Of the thirteen passages, therefore, only three—Exod. xx. 6, Judges v. 31, and Psalm xviii. 2—belong to the time previous to Deuteronomy, and in all three the mention of love to God is only allusive, and, as it were, by the way. Before Deuteronomy, consequently, there is little more than the mere occurrence of the word. There is nothing of the bold and decisive demand for love to the one God as the root and ground of all true relations with Him which Deuteronomy makes. At most, there is the hint of a possibility which might be realised in the future; of love to God as the permanent element in the life of man there is no indication; and it is this which the author of Deuteronomy means, and nothing less than this. He makes this demand for love the main element of his teaching. He returns to it again and again, so that there are almost as many passages bearing on this in Deuteronomy as in the whole Old Testament besides; and the particularity and emphasis with which he dwells upon it are immeasurably greater. Only in the New Testament do we find anything quite parallel to what he gives us; and there we find his view taken up and expanded, till love to God flashes upon us from almost every page as the test of all sincerity and the guarantee of all success in the Christian life.
To proclaim this truth was indeed a great achievement; and when we remember the abject fear with which Israel had originally regarded Yahweh, it will appear still more remarkable that the book embodying this should have been adopted by the whole people with enthusiasm, and that with it should begin the Canon of Holy Scripture; for Deuteronomy, as all now recognise, was the first book which became canonical. I have said that the conception was an extraordinarily original one, and have pointed out that it had not been traceable to any extent previously in Israel's religious books or its religious men. It will appear still more original, I think, if we consider what a growth in moral and spiritual stature separates the Israel of Moses' day and that of Josiah's; what the attitude of other nations to their gods was in contrast to this; and, lastly, what it involves and implies, as regards the nature of both God and man.

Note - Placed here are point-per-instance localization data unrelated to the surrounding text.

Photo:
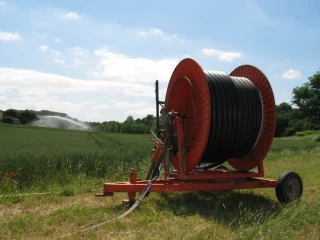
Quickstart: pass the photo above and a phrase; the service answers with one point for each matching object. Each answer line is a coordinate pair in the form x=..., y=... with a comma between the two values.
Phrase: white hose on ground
x=133, y=207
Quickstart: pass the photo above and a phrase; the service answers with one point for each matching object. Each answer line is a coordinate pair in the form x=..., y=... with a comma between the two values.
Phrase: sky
x=98, y=60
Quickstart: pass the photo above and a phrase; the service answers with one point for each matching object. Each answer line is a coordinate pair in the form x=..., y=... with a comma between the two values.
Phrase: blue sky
x=98, y=60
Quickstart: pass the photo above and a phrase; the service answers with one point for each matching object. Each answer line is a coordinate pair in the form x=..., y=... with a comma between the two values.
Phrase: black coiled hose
x=236, y=117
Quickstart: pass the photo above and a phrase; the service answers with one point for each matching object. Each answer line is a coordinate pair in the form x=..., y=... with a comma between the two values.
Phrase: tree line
x=19, y=116
x=304, y=113
x=130, y=125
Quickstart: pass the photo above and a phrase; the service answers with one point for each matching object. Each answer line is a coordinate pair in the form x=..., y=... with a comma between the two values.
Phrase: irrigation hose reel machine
x=210, y=118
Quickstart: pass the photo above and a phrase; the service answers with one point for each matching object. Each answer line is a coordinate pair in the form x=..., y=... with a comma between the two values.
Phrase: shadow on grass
x=226, y=207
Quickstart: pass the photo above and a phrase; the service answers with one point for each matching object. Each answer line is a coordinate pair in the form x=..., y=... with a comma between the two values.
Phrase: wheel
x=221, y=167
x=289, y=187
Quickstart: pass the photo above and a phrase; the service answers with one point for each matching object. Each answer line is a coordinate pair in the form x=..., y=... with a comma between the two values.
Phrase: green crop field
x=69, y=167
x=33, y=157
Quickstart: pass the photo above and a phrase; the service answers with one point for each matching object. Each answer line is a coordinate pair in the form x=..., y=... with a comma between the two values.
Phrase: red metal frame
x=194, y=180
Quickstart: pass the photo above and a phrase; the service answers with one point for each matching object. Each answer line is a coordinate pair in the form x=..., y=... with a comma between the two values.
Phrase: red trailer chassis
x=194, y=180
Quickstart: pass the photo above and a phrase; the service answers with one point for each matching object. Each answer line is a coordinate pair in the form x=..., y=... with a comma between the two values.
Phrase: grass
x=68, y=206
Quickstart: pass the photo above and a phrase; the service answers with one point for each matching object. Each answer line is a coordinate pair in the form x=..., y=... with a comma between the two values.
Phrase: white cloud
x=101, y=106
x=81, y=52
x=158, y=33
x=131, y=105
x=152, y=31
x=56, y=56
x=38, y=90
x=291, y=74
x=51, y=83
x=71, y=15
x=6, y=36
x=222, y=56
x=81, y=56
x=119, y=67
x=43, y=48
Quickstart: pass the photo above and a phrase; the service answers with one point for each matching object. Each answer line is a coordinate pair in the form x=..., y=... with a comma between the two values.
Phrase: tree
x=307, y=97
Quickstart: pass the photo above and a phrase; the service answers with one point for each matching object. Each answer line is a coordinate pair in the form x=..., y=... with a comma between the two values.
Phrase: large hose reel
x=225, y=117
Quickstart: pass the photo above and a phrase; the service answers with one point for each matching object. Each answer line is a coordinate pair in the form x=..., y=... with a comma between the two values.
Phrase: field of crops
x=33, y=157
x=70, y=166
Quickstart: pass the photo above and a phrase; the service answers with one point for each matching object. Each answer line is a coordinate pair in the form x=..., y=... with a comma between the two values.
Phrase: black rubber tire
x=289, y=187
x=221, y=167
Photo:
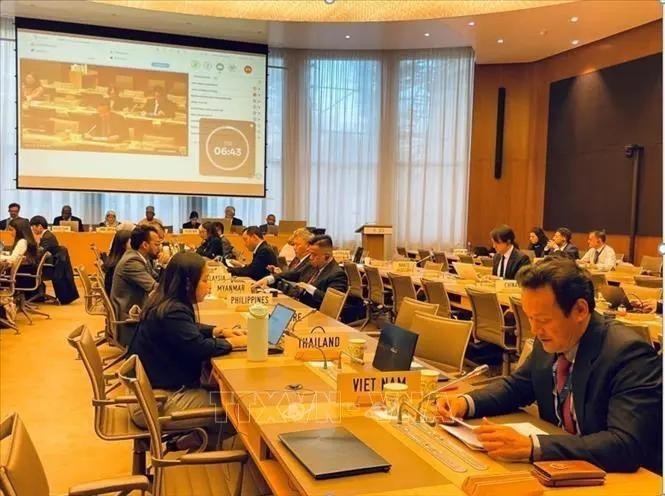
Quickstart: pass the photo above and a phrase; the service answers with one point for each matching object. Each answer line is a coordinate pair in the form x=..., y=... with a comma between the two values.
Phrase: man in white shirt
x=600, y=255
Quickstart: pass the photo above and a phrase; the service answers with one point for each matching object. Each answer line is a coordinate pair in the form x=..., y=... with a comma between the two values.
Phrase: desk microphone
x=475, y=372
x=301, y=340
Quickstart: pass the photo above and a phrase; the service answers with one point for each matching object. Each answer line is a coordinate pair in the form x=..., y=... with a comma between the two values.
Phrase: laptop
x=466, y=271
x=395, y=349
x=279, y=320
x=321, y=450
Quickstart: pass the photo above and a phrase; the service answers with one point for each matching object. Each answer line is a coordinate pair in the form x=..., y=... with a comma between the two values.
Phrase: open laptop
x=279, y=320
x=395, y=349
x=466, y=271
x=333, y=452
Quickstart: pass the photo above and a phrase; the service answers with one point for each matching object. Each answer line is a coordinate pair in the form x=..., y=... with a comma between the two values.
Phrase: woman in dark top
x=537, y=241
x=172, y=345
x=212, y=243
x=119, y=246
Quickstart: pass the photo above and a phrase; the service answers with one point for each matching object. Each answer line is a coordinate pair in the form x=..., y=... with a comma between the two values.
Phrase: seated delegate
x=595, y=378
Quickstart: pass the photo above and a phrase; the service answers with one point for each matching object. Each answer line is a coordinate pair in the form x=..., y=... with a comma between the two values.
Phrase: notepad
x=467, y=435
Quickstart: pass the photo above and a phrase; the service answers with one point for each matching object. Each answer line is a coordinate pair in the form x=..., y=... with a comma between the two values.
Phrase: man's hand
x=306, y=287
x=503, y=442
x=448, y=407
x=221, y=332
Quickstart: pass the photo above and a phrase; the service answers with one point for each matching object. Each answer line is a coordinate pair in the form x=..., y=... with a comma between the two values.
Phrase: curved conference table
x=258, y=402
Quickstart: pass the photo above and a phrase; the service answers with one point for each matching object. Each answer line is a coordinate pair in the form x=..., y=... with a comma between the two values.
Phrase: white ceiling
x=528, y=34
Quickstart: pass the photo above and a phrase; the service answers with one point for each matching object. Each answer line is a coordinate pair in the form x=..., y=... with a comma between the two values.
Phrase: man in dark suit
x=593, y=377
x=230, y=213
x=326, y=274
x=66, y=215
x=560, y=244
x=47, y=240
x=300, y=269
x=263, y=255
x=13, y=209
x=508, y=259
x=134, y=276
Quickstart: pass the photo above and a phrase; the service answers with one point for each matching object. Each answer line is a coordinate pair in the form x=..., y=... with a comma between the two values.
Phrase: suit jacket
x=56, y=221
x=48, y=242
x=516, y=261
x=172, y=348
x=257, y=269
x=133, y=279
x=617, y=396
x=569, y=250
x=332, y=276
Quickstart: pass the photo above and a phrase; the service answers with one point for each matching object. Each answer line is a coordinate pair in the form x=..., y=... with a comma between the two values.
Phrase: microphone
x=475, y=372
x=301, y=340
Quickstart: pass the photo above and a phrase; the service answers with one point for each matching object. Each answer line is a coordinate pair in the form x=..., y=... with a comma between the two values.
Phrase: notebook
x=333, y=452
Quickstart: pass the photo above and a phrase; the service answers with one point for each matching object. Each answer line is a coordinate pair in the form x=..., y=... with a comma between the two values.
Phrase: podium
x=377, y=240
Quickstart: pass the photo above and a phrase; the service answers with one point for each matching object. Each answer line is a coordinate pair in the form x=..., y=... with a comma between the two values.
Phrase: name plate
x=332, y=344
x=366, y=388
x=226, y=287
x=404, y=267
x=248, y=299
x=377, y=230
x=342, y=255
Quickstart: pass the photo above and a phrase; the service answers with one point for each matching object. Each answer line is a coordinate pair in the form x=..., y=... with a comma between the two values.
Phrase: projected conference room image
x=84, y=107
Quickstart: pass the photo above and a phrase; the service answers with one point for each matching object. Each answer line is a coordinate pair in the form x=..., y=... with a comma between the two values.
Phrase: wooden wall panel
x=518, y=198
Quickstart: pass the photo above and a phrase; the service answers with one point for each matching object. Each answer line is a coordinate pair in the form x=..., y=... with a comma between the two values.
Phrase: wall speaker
x=498, y=149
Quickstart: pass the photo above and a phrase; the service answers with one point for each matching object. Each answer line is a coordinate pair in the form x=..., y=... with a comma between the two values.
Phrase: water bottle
x=257, y=333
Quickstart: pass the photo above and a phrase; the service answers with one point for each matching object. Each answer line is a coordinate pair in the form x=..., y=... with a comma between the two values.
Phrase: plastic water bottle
x=257, y=333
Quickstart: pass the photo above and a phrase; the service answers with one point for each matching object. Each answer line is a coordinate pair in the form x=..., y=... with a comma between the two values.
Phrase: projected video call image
x=83, y=107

As we have already seen, the earlier narratives represent the men to whom Moses spoke as acknowledging that they could not, as yet at any rate, bear to remain in the presence of Yahweh. Between their God and them, therefore, there could be no relation of love properly so called. There was reverence, awe, and chiefly fear, tempered by the belief that Yahweh as their God was on their side. He had proved it by delivering them from the oppressions of Egypt, and they acknowledged Him and were jealous for His honour and submissive to His commands. So far as the record goes, that would seem to have been their religious state. Progress from that state of mind to a higher, to a demand for direct personal relations between each individual Israelite and Yahweh, was not easy. It was hindered by the fact that Israel as a whole, and not the individual, was for a long time regarded as the subject of religion. That, of course, was no hindrance to the development of the thought that Yahweh loved Israel; but so long as that conception dominated religious thought in Israel, so long was it impossible to think of individual love and trust as the element in which each faithful man should live.